Having a solar panel on the roof used to be a badge of pride for the green-minded. But as people realize the panels took money from the poor to give cheap electricity to the wealthy and achieved almost nothing for the Australian environment or economy, surely they will become seen as the mark of the parasitic, the selfish or at best, the silly…
Even progressive activists know that this doesn’t make sense. D. Brady Nelson explains that a left-leaning group at the ANU, which accepts all the assumptions of the man-made global warming (government funded) “science”, just can’t justify the exorbitant waste for so little gain.
Solar power subsidies are under attack from an unexpected source, as the Australian National University’s Centre for Climate Law and Policy (CCLP) released a November 15 report criticizing the government’s efforts to subsidize solar energy.
In its report prepared for the activist Australia Institute, titled The Australian Government’s solar PV rebate program: An evaluation of its cost-effectiveness and fairness, the likewise left-leaning CCLP documents more than a billion dollars wasted on costly power systems that economically benefit wealthy consumers while producing few if any environmental benefits.
The report notes the Australian government between January 2000 and June 2009 administered a program that provided rebates to households and owners of community-use buildings who acquired solar photovoltaic (PV) energy systems. Originally called the Photovoltaic Rebate Program (PVRP), it was rebranded to the Solar Homes and Communities Program (SHCP) after a change in government in November 2007. It was discontinued in June 2009.

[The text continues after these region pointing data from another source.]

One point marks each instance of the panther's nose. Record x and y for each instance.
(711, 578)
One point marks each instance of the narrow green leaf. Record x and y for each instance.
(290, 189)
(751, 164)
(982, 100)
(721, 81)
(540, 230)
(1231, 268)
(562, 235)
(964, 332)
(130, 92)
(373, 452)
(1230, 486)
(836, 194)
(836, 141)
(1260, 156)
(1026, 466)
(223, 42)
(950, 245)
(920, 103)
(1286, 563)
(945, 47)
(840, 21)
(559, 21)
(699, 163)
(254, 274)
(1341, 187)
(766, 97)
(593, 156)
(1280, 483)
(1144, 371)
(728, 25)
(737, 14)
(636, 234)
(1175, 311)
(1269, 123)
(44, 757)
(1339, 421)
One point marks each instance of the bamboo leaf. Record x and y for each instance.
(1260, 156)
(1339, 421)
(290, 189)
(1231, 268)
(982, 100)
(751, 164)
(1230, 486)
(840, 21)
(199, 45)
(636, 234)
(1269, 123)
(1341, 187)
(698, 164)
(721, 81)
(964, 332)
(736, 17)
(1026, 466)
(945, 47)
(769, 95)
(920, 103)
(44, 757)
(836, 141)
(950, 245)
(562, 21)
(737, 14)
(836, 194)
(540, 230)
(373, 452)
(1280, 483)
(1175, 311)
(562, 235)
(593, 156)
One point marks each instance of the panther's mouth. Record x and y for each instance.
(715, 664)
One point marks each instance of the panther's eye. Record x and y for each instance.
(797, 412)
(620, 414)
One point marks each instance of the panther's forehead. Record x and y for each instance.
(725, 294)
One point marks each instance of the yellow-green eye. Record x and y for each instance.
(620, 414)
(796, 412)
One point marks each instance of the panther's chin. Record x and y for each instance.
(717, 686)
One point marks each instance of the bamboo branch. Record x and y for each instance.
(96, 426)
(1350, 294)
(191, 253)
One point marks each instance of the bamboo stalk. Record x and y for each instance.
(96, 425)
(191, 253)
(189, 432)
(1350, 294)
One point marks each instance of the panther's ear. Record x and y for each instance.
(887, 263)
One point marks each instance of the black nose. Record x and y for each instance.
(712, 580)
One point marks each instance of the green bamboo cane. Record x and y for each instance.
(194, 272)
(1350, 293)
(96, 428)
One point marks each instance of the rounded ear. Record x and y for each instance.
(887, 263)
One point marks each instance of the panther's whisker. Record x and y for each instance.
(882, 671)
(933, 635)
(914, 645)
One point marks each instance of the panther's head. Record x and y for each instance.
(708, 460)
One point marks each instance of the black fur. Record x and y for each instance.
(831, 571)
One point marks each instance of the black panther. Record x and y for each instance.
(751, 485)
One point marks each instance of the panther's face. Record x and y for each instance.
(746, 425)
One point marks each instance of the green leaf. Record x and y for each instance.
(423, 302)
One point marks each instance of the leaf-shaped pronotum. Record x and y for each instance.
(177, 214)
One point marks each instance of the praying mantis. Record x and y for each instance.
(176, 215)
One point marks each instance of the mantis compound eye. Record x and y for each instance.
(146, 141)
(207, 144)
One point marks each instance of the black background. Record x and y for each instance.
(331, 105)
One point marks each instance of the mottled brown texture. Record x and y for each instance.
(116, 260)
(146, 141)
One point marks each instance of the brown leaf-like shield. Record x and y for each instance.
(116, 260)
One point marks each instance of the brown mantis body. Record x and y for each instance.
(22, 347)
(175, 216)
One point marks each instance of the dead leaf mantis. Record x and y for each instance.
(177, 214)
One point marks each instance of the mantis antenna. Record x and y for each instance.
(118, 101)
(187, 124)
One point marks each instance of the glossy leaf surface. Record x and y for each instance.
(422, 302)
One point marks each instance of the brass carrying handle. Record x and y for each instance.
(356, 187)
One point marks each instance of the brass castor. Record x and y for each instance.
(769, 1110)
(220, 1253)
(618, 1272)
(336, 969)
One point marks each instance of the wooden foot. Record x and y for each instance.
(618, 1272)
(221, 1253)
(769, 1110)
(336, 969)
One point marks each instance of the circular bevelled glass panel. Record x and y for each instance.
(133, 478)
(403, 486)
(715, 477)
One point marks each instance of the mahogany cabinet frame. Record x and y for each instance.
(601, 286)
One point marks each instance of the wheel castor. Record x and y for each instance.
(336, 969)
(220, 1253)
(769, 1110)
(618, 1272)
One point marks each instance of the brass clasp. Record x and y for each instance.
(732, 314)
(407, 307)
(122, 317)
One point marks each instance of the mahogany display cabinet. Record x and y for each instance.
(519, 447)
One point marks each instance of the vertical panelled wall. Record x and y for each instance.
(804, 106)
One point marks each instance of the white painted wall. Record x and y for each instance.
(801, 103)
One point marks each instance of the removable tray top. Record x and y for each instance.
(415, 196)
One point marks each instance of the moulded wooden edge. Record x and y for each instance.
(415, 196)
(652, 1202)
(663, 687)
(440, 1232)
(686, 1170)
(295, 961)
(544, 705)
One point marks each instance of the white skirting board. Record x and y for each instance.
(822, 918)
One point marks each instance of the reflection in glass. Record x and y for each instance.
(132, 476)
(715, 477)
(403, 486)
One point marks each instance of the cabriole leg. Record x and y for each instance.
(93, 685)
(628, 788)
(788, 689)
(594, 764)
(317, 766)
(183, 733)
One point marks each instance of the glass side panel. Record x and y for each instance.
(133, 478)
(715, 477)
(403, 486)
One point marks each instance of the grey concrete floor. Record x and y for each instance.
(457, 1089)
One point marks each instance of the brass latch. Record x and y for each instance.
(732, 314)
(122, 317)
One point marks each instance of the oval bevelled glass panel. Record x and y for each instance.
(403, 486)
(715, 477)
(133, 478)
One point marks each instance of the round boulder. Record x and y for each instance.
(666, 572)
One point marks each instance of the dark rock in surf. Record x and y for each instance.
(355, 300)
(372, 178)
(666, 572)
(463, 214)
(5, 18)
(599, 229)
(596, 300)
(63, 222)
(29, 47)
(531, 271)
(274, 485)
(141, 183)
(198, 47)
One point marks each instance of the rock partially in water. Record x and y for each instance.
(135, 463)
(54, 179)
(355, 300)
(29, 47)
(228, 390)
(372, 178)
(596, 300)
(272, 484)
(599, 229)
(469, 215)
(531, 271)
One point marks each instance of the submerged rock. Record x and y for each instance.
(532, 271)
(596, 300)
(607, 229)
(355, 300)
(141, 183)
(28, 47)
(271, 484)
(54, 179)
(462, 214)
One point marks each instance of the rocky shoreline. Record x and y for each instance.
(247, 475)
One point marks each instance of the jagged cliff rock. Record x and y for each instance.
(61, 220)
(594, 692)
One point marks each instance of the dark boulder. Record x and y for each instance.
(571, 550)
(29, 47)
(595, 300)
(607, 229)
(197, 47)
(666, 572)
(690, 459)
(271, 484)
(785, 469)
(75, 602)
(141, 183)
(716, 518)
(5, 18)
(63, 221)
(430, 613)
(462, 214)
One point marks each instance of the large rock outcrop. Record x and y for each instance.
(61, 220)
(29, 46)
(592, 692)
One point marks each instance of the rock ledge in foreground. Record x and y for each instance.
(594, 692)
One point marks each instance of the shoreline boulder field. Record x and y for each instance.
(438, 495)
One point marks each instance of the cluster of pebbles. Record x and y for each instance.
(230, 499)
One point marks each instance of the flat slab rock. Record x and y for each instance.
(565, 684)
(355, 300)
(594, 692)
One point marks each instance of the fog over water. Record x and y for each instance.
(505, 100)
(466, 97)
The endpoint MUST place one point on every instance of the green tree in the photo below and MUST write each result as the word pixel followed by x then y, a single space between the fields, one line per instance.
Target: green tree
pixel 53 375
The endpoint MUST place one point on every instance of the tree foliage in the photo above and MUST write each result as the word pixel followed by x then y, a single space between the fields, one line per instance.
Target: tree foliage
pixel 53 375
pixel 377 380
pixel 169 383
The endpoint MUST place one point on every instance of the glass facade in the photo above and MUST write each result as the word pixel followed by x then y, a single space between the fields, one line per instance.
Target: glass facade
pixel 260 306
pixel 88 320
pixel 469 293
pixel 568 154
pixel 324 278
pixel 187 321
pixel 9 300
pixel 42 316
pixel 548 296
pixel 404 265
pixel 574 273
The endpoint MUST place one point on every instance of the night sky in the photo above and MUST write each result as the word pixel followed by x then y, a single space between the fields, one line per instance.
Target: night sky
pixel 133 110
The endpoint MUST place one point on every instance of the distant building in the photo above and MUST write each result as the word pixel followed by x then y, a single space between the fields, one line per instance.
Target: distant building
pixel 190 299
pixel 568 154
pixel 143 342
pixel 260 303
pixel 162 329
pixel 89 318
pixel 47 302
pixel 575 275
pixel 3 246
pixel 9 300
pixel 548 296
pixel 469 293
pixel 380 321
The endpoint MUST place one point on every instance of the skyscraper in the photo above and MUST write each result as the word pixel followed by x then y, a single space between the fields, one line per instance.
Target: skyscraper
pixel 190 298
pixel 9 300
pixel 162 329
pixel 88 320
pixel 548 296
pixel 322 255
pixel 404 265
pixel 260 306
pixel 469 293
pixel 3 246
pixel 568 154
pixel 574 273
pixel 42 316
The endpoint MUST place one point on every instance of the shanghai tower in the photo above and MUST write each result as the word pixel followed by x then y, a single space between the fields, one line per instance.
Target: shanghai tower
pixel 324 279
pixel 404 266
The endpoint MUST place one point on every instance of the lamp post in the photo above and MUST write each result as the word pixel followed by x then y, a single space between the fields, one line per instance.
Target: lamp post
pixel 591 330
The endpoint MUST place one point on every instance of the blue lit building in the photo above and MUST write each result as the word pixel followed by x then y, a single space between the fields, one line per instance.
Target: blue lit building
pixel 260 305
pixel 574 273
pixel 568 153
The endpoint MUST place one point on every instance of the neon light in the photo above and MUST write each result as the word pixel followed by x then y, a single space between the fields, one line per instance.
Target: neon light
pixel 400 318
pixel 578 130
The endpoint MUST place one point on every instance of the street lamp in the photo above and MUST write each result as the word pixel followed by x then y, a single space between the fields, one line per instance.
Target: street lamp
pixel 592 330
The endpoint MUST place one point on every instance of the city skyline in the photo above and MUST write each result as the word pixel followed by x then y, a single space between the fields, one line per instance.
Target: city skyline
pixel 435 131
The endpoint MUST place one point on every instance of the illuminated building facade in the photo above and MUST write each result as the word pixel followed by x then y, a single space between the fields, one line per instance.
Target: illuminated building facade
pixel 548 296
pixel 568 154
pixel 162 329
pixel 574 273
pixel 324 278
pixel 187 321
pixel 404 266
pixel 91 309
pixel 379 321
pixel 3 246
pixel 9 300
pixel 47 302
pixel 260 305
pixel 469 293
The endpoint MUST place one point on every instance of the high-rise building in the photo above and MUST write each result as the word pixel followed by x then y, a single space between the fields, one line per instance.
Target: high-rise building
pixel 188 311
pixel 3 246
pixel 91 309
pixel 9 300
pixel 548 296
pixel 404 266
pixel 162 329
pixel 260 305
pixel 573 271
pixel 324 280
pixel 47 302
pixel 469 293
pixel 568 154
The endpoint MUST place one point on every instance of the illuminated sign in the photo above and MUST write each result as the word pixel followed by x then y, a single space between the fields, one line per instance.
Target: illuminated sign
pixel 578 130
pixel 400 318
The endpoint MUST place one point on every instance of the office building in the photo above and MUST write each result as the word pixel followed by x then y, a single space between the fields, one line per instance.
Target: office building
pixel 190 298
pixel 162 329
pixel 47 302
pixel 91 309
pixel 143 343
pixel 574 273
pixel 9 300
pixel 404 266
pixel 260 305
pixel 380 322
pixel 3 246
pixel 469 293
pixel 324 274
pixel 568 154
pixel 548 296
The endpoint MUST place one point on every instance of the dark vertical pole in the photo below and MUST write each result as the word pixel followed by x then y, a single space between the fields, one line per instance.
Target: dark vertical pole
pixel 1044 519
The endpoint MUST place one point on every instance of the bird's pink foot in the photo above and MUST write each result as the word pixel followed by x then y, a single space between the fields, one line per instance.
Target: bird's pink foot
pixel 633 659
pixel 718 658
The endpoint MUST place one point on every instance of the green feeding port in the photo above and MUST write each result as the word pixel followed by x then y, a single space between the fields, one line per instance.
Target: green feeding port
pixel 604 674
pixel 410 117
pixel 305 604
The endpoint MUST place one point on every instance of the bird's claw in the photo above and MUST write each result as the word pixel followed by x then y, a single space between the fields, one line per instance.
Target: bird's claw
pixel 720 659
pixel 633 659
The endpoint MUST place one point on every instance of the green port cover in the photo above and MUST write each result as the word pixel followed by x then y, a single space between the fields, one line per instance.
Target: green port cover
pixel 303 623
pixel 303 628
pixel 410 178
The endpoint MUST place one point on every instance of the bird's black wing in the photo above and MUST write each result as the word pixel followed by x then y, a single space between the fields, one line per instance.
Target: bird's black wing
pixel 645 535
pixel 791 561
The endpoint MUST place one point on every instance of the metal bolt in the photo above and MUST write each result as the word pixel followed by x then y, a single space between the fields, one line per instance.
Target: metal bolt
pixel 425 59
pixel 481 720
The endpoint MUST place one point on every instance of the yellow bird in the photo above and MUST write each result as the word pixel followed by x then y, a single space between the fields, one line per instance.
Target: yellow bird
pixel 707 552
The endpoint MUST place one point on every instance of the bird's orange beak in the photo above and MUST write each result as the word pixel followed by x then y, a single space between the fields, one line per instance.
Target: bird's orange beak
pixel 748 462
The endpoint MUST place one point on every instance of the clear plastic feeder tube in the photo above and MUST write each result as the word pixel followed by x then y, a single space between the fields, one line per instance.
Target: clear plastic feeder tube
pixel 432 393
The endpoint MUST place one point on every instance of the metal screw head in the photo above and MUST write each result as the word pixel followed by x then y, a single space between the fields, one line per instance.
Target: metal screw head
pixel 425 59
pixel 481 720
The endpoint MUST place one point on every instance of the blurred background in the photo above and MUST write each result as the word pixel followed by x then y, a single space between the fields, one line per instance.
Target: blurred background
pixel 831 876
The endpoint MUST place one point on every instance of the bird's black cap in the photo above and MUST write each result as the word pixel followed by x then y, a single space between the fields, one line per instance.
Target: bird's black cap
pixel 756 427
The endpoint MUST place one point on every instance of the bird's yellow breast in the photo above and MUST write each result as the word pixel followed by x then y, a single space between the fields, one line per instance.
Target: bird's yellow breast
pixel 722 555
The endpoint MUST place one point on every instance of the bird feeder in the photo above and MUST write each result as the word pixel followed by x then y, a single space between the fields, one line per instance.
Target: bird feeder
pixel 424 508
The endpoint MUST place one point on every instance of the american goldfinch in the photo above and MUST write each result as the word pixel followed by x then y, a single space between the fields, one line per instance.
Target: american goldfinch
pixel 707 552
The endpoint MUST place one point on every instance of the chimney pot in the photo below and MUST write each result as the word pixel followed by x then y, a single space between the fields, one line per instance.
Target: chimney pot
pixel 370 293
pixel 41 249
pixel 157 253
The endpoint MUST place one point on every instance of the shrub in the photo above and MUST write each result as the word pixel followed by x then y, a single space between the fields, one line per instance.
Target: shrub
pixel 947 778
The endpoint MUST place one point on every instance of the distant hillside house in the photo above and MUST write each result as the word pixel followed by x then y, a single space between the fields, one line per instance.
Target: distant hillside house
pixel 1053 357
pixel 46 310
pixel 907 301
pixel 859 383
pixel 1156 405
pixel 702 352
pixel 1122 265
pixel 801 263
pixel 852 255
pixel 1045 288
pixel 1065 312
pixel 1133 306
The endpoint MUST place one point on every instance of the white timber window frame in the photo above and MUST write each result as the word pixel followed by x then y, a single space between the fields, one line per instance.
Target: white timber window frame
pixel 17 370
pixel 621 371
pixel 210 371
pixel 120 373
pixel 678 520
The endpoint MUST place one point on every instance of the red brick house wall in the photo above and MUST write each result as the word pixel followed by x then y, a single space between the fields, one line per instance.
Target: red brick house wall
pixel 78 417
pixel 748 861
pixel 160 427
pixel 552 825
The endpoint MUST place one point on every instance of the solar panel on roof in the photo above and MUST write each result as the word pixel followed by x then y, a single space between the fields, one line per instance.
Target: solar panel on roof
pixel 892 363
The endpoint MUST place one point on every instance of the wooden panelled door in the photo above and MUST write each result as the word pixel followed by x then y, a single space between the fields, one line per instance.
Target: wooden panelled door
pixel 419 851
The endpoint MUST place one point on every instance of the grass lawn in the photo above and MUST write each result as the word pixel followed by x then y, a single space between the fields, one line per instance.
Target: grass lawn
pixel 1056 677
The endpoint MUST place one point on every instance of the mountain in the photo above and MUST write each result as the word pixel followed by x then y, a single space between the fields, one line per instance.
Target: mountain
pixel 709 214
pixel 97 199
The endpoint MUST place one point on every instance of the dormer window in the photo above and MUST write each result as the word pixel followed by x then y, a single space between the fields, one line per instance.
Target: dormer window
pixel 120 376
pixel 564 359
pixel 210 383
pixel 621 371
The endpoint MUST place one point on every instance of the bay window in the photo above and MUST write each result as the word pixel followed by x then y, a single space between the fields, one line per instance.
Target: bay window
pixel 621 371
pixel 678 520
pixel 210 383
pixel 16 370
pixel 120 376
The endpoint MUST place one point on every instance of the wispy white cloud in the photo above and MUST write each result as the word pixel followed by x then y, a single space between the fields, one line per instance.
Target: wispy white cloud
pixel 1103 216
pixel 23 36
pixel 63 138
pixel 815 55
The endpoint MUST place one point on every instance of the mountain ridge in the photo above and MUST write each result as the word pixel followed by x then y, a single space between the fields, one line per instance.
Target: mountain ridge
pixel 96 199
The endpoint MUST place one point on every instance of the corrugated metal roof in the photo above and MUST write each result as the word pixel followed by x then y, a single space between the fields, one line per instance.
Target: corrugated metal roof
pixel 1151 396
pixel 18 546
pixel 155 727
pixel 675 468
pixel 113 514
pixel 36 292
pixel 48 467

Little Return on Investment
Even though CCLP did not question the asserted scientific justification for reducing carbon dioxide emissions, CCLP criticized the fairness of the distribution of the rebates; the limited extent to which the program increased the use of renewable energy; the modest emissions reductions achieved by the program; the high cost accrued per unit of emissions reduced; and the extent to which the program assisted the development of Australia’s renewable power industry.
CCLP’s report directed its sharpest criticism at the program’s high costs and limited emissions reductions. According to the report, the program by 2008 had reduced the nation’s carbon dioxide emissions by only 0.015 percent, at an average social abatement cost of $257 Australian to $301 Australian per ton of reduced carbon dioxide emissions. CCLP noted if a primary object of PVRP-SHCP was to increase public awareness and acceptance of renewable energy, it could have been obtained at a fraction of the cost through other strategies.
Dr Alan Moran, director of the Deregulation Unit at Australia’s leading free-market think tank, the Institute of Public Affairs (IPA), explained how money was wasted in the program.
“Victorian energy retailers have to pay households … tenfold its worth. Other state governments require even greater payments. In New South Wales that price must be paid even for the electricity the consumer uses in their own house,” Moran said. “The costs of this are paid for in the electricity bills of consumers without solar panels.”